The ability to navigate ambiguity is a top skill of effective leaders, and there has never been a more urgent need for this skill, while simultaneously leading others through uncertainty and change. In reflecting on what sets great leaders apart, we had the opportunity to sit down with Lisa Whitaker, an Instructional Lead Coach with Dallas ISD, who has a Ph.D. in Health and Public Service and has also served as a K-12 teacher and adjunct professor over her 12 years in education.
Here are some of Lisa’s valuable reflections, ideas, and insights into the mindsets, knowledge, and skills great leaders have in leading through change.
Education Elements: What should leaders be mindful of in their approach to communication in times of change?
In order to respond to change effectively, leaders must first define what change is and how it can impact their organization. Change can occur in many ways and impact various outcomes. However, change is not the opposite of stability. In contrast, change provides an opportunity for organizations to demonstrate forward-thinking and sound planning in ways that a lack of environmental fluctuation can not offer. Stability is illustrated through change – not in the absence of it.
Policy, personnel, protocols, marketing, and even the weather subject organizations to constant change. If leaders wait to communicate change at the point of change, they could, unfortunately, be at a disadvantage. Leaders can help prepare their organizations for change by considering and practicing different approaches for accomplishing tasks and training others for their own leadership roles. These are critical steps to ensure organizations don’t hinge on the performance of one person’s leadership through times of change.
Organizations are like systems. Therefore, each department is interrelated and interdependent. Each team member with different functional responsibilities is equally important to the success of organizational goals and outcomes.
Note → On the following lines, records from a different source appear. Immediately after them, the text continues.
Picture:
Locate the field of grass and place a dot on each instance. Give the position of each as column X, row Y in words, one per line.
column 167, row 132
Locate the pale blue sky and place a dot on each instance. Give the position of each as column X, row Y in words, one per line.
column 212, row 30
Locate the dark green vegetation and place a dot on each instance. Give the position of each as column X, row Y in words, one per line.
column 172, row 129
For this reason, every team member from the mail carrier to the CEO must be prepared to effectively lead in their roles while maintaining the understanding that change is a constant. Even when the type of change differs, we can apply similar tactics of change management and communication to new situations.
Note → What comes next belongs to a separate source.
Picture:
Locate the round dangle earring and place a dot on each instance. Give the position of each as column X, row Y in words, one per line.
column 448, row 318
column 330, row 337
Education Elements: What can leaders do proactively to anticipate and prepare for change?
I approach this with a strategy I call TKO. If we want to knock something out instead of being knocked out, we need the boxer’s mentality of preparing for the fight before the fight begins.
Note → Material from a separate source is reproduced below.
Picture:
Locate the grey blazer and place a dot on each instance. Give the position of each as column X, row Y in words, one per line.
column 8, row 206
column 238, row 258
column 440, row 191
Trends: Prepare yourself and understand the actions and reactions of your competitor. How can we look outside of ourselves and learn from other leaders’ or organizations’ approaches to anticipating and preparing for change? How are others organizing their staff and their structures in an efficient and effective way?
Knowledge: How can we constantly learn, so we have a bank of resources and ideas that we can pull from when we need them? What data supports pivots in our framework or practice now?
Outcome: Don’t forget the vision that your organization or team has. In Dallas, our goal is to increase college and career readiness for our students. I have the control to align my learning, decisions, and change management strategies according to these outcomes. This ensures I am guiding myself and others towards our goal outcomes, regardless of what uncertainty or change we face.
Education Elements: What additional advice do you have for leaders who are currently navigating and leading through change?
Lisa: Don’t primarily lean on emotion, but lead with information. The objective is not to eliminate change but to grow in the midst of it. If you can do that well you are better prepared to achieve your organizational goals.
There are over 155,000 students in Dallas ISD, and we are so grateful for leaders like Lisa who are making an impact on the learning and lives of these students, every day.